The lasting impact of British storytelling is even more impressive if you cheat a bit by including Stanley Kubrick, an American who moved to Britain in 1961 to make Dr Strangelove: Or how I learned to love the bomb with Peter Sellers, then stayed. His 2001: A Space Odyssey It was rumored that he made it to the top this time, but stayed at number six. (This time, however, he tops the parallel poll that only counts votes from directors.)
“He’s really British,” Stevens said. “His movies the brilliantat number 88, and Barry Lyndonat a joint 45 with Hitchcock’s from north to northwest, were all filmed here with British crews. And of course, 2001 was based on Arthur C Clarke’s book.
Dr Strangelovethis disturbing political comedy, one of Gary Oldman’s favourites, is clearly the ancestor of recent British satires such as that of Armando Iannucci Death of Stalin. Iannucci, by the way, chose the Monty Python Brian’s life as one of his 10. Among his other votes was the great dictator, directed by Chaplin, born in London, whom he watched with admiration as a teenager. Chaplin’s city lights make number 36 and Modern times is 78 years old. But then he had two films in the top three in the first poll in 1952.

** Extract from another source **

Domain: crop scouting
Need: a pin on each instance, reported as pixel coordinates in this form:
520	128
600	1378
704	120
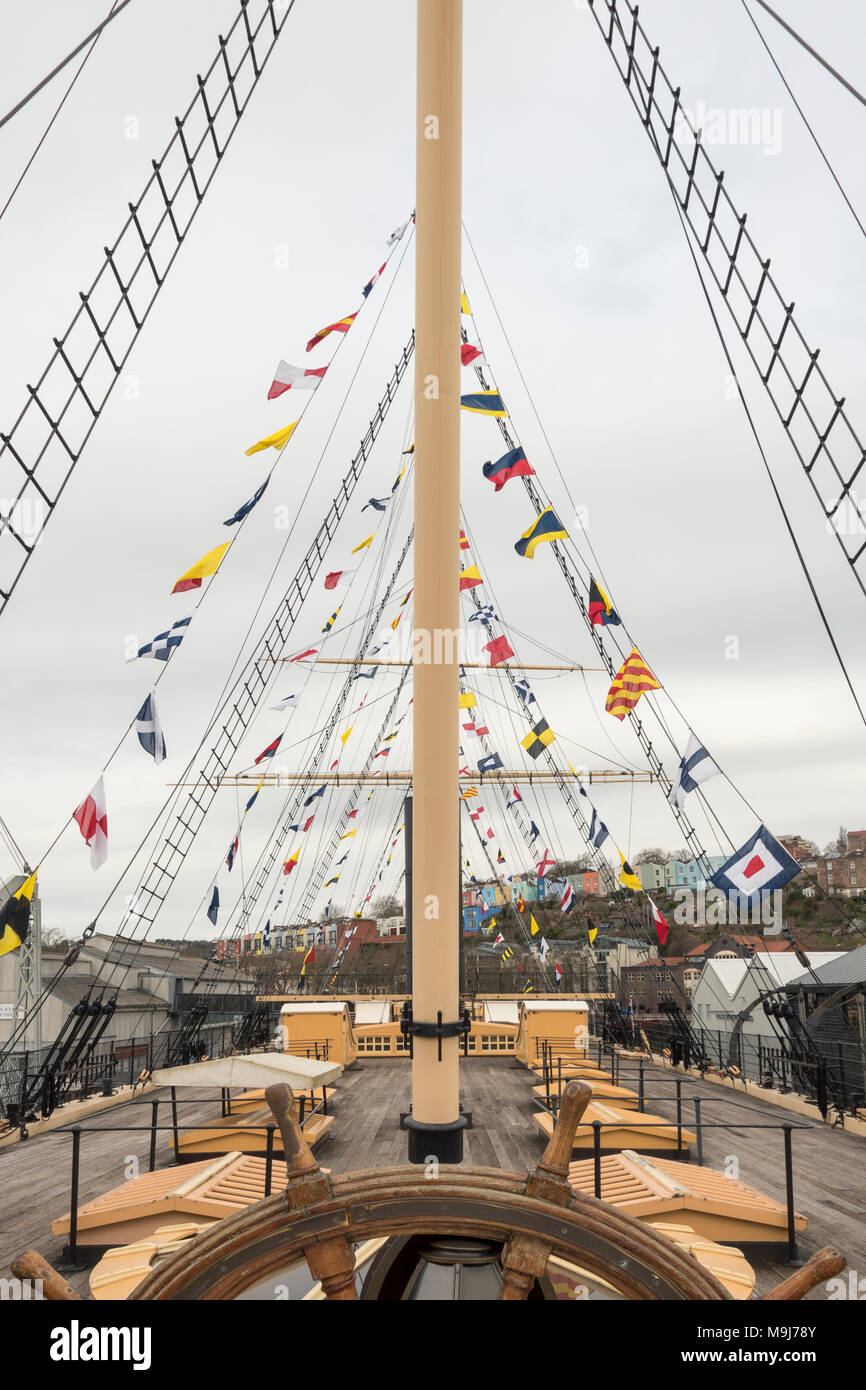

These films are among the rare comedies in the top 100. The humor of the American immigrant Billy Wilder is there, with The apartment at age 54 and Some like it hot reach a joint 38 with Hitchcock rear window. And Jacques Tati won at 23 with Break. But Ealing’s beloved British comedies do less damage, a sadness perhaps for Stevens, who is the great-niece of British comedian actor Terry-Thomas: “It’s fascinating to see who has risen and who declined. David Lean entered the first top 10 with brief encounter, but seems to have dropped. Lean Lawrence of Arabiaonce so admired, yet got a vote from Roger Corman.
Some might be surprised by the growing esteem for the haunting the hunter’s night, directed by British actor Charles Laughton. With Robert Mitchum, he is now at 25, beating the first poll winner, Vittorio de Sica Bike thieves. It earned notable votes from directors Carol Morley and Oscar winner Martin McDonagh.
Yet Hitchcock remains the great British story. He dominates with vertigonow in second place, after winning in 2012, with rear window and from north to northwestand his psychology at 31 years old. It’s an impressive legacy for a boy born in Leytonstone, northeast London, and given that British directors weren’t in the top 10 in 1962, it also points to a growing appetite for his work.
British directors may have an advantage because they work in the same language as the Hollywood cinematic machine that still dominates the art form. As more and more foreign movies become accessible, things are likely to change.
Stevens just hopes the new poll sends people searching for new and old classics. However, like Tilda Swinton, she suggests that A matter of life or death is a great starting point for those who haven’t seen it yet. “It shows what cinema can really do.”